Authored by Preston Donovan,

donovp1@unlv.nevada.edu

September 12, 2017 

Prelab:

In this prelab I downloaded lab2.zip and extracted it. I dragged the folder into the CMOSedu folder on Cadence and added "DEFINE lab2 $HOME/CMOSedu/lab2" 

 to the bottom of the cds.lib folder. Then I navigated to the lab2 library and ran the ADC_DAC schematic and looked at the input and output response.

Here is the response:

The output nearly matches the input except that it seems to be sampled from the input. The samples are spread out enough to make the output rough.

The digital code B[9:0] changes voltage value depending on the input's voltage offset. In the image above, the offset is 2.5V and each bit will have a voltage at 2.5V.

Postlab:

First I made an n-well resistor with 10k Ohms

I created a 10-bit DAC given figure 30.14

If I ground all the pins except B9 and attach a 10p capacitor load, I can calculate the time delay with the formula:

0.7RC

To determine the output resistance, notice all resistors are 10k. Starting at the bottow at B0, combine the two resistors in series infront of B0 as well as the resistors above ground. This will leave 20k ohms in parallel with 20k ohms which reduces to 10k ohms. Repeat this process up the line and by the time B9 is reached total resistance will equal 10k ohms.

R= 10k C= 10p        0.7(1000)(10*10^-12)=70n seconds.

Simulating the output gives:

At 70ns, the output voltage is about 1/4th of the input voltage.

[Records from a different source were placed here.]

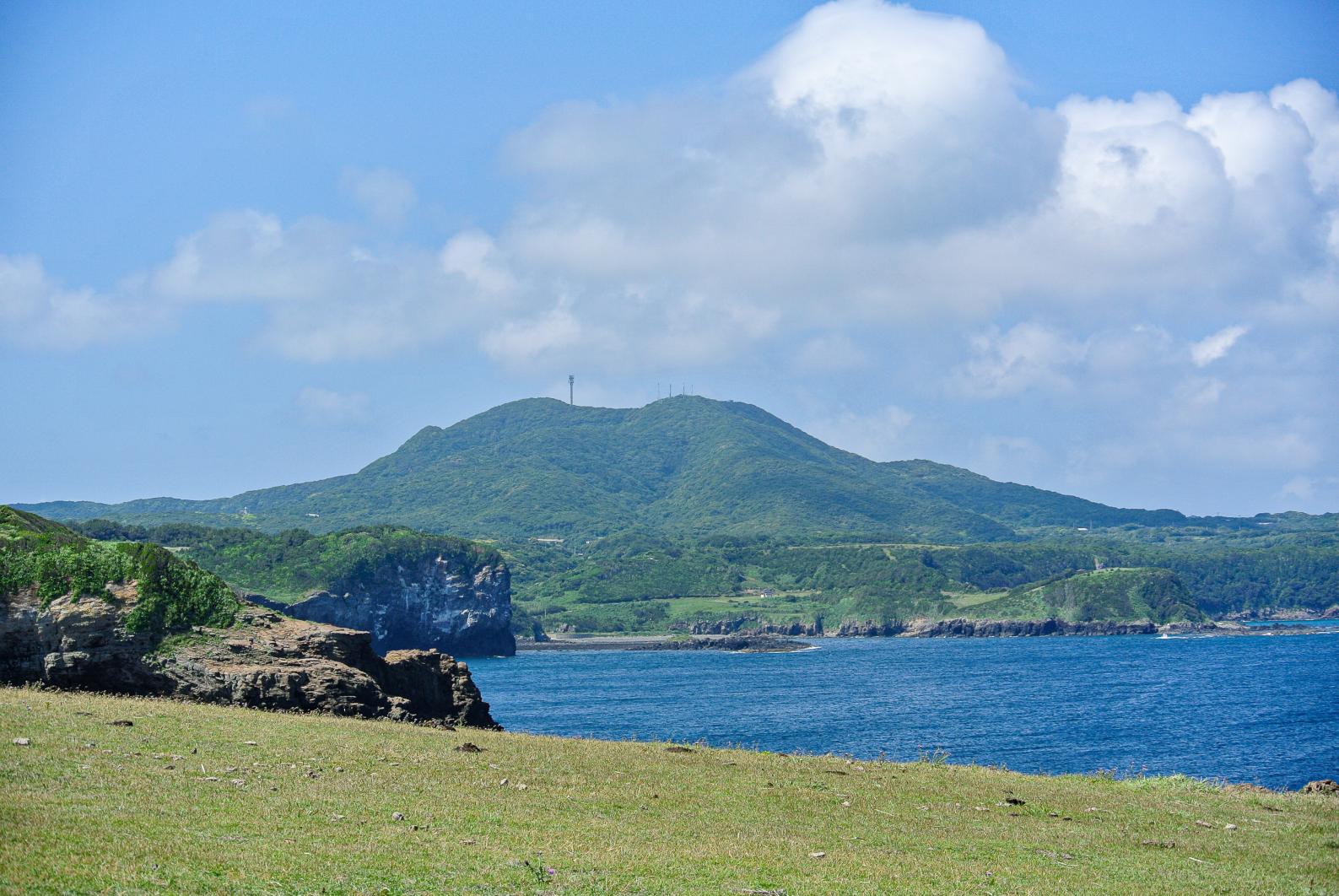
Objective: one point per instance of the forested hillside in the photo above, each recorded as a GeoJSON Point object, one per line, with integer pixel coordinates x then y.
{"type": "Point", "coordinates": [683, 467]}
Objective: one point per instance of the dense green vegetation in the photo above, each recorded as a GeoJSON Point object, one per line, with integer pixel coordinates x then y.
{"type": "Point", "coordinates": [291, 564]}
{"type": "Point", "coordinates": [212, 798]}
{"type": "Point", "coordinates": [54, 561]}
{"type": "Point", "coordinates": [691, 510]}
{"type": "Point", "coordinates": [1124, 592]}
{"type": "Point", "coordinates": [647, 583]}
{"type": "Point", "coordinates": [686, 465]}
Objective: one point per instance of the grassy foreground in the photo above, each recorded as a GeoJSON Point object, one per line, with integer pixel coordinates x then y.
{"type": "Point", "coordinates": [225, 800]}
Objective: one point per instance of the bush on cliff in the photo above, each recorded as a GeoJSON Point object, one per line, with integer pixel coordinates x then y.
{"type": "Point", "coordinates": [55, 563]}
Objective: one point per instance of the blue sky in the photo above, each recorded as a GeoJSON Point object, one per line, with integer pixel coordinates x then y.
{"type": "Point", "coordinates": [1088, 246]}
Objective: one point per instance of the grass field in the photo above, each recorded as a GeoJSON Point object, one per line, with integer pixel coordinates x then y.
{"type": "Point", "coordinates": [193, 798]}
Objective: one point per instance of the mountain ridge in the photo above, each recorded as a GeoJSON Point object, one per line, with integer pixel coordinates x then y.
{"type": "Point", "coordinates": [690, 465]}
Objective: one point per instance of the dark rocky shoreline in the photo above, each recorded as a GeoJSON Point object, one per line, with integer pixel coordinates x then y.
{"type": "Point", "coordinates": [766, 638]}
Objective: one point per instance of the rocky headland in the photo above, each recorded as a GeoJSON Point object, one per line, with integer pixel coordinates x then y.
{"type": "Point", "coordinates": [419, 603]}
{"type": "Point", "coordinates": [264, 661]}
{"type": "Point", "coordinates": [136, 619]}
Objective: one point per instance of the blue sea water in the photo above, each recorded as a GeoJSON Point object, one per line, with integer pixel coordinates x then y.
{"type": "Point", "coordinates": [1261, 710]}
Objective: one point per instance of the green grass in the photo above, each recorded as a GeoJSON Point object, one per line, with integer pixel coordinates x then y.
{"type": "Point", "coordinates": [310, 808]}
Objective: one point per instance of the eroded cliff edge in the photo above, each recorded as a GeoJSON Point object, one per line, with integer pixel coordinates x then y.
{"type": "Point", "coordinates": [424, 603]}
{"type": "Point", "coordinates": [136, 619]}
{"type": "Point", "coordinates": [262, 661]}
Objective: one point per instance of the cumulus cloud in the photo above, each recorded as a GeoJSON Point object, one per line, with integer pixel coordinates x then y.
{"type": "Point", "coordinates": [328, 408]}
{"type": "Point", "coordinates": [880, 435]}
{"type": "Point", "coordinates": [871, 182]}
{"type": "Point", "coordinates": [328, 294]}
{"type": "Point", "coordinates": [876, 168]}
{"type": "Point", "coordinates": [38, 311]}
{"type": "Point", "coordinates": [1024, 357]}
{"type": "Point", "coordinates": [1215, 346]}
{"type": "Point", "coordinates": [382, 193]}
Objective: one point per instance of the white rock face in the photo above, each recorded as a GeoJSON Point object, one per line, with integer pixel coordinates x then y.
{"type": "Point", "coordinates": [422, 606]}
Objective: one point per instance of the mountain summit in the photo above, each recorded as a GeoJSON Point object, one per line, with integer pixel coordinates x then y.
{"type": "Point", "coordinates": [688, 465]}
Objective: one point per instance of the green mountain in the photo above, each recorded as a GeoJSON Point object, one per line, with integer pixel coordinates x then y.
{"type": "Point", "coordinates": [1129, 592]}
{"type": "Point", "coordinates": [684, 467]}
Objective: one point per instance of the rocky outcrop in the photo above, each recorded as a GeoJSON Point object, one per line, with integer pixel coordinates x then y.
{"type": "Point", "coordinates": [753, 626]}
{"type": "Point", "coordinates": [869, 629]}
{"type": "Point", "coordinates": [1019, 629]}
{"type": "Point", "coordinates": [1291, 613]}
{"type": "Point", "coordinates": [264, 661]}
{"type": "Point", "coordinates": [422, 604]}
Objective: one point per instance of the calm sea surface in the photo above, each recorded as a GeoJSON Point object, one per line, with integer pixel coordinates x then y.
{"type": "Point", "coordinates": [1261, 709]}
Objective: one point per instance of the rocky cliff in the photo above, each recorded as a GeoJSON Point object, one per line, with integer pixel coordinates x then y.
{"type": "Point", "coordinates": [262, 661]}
{"type": "Point", "coordinates": [410, 590]}
{"type": "Point", "coordinates": [136, 619]}
{"type": "Point", "coordinates": [1019, 629]}
{"type": "Point", "coordinates": [424, 603]}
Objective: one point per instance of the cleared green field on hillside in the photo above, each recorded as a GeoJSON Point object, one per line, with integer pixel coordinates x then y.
{"type": "Point", "coordinates": [193, 798]}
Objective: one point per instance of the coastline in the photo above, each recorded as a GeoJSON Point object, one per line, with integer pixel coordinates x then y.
{"type": "Point", "coordinates": [748, 640]}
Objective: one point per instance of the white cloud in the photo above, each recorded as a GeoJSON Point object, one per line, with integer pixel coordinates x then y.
{"type": "Point", "coordinates": [1024, 357]}
{"type": "Point", "coordinates": [830, 353]}
{"type": "Point", "coordinates": [880, 435]}
{"type": "Point", "coordinates": [328, 295]}
{"type": "Point", "coordinates": [38, 311]}
{"type": "Point", "coordinates": [386, 196]}
{"type": "Point", "coordinates": [327, 408]}
{"type": "Point", "coordinates": [1215, 346]}
{"type": "Point", "coordinates": [862, 193]}
{"type": "Point", "coordinates": [267, 109]}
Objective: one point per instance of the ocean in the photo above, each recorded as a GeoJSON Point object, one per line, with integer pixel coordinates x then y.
{"type": "Point", "coordinates": [1247, 709]}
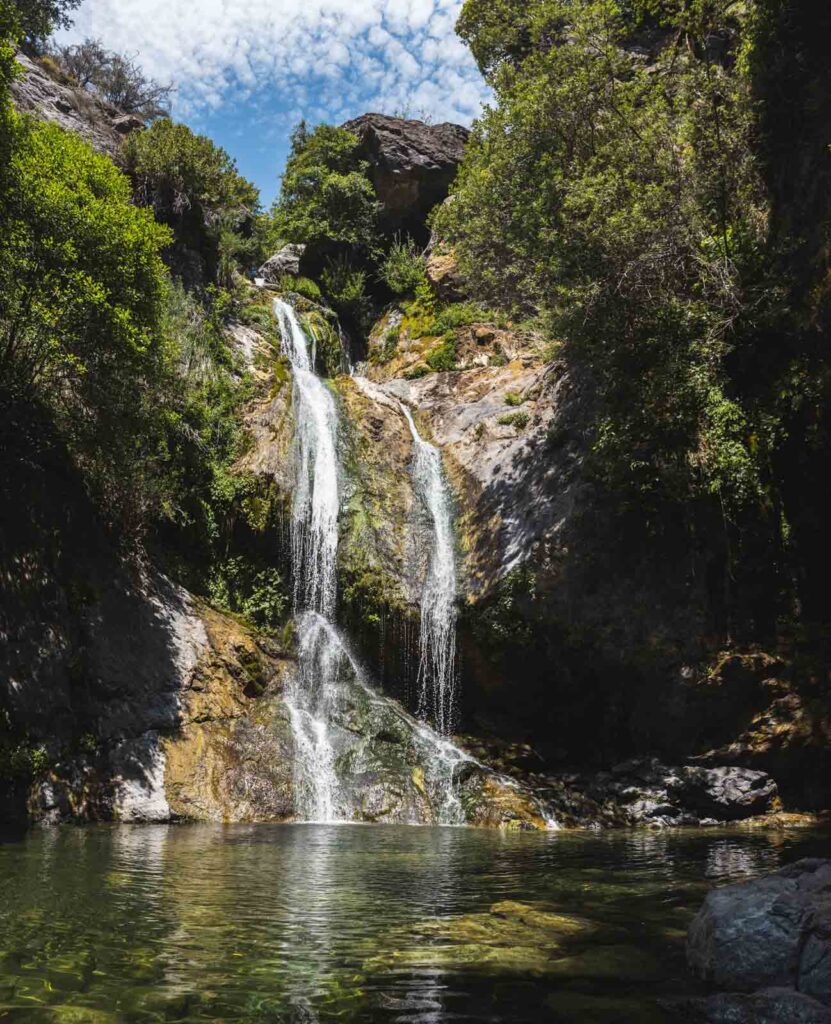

Now I want to replace the original DAC with my created DAC of resistors. I want the exact same symbol so I will copy it by going to the symbol I want and selecting copy.

Then I will type in the name of the cell I want to copy it to and press OK. This will give me the exact symbol and I can further edit it to get rid of the unnessesary additional pins.

Here is my final symbol:

To test my circuit I will replace the old DAC with my new one and check the outputs when I attach three different loads of a 10k resistor, a 10p capacitor, and a 10k resistor and 10p capacitor in parrellel.

With a 10k resistor.

Responce to the 10k resistor load:

The result is half of the input. This makes sence because it created a voltage divider.

Replacing the resistor with a 10p capacitor

Responce to the 10p capacitor load:

The capacitor removes the roughness of the output. Observe that the output voltage is smooth.

Adding the 10k resistor back

Responce to the 10k resistor and 10p capacitor load in parallel:

The output shows a compination of the two instances above. The voltage is halved and the output voltage is smooth.

• In a real circuit the switches seen above (the outputs of the ADC) are implemented with transistors (MOSFETs). 
• Discuss what happens if the resistance of the switches isn't small compared to R.

The switches are placed between the input and 2R resistor. This will add resistance and will give different outputs. The output resistance will be much more difficult to calculate as well.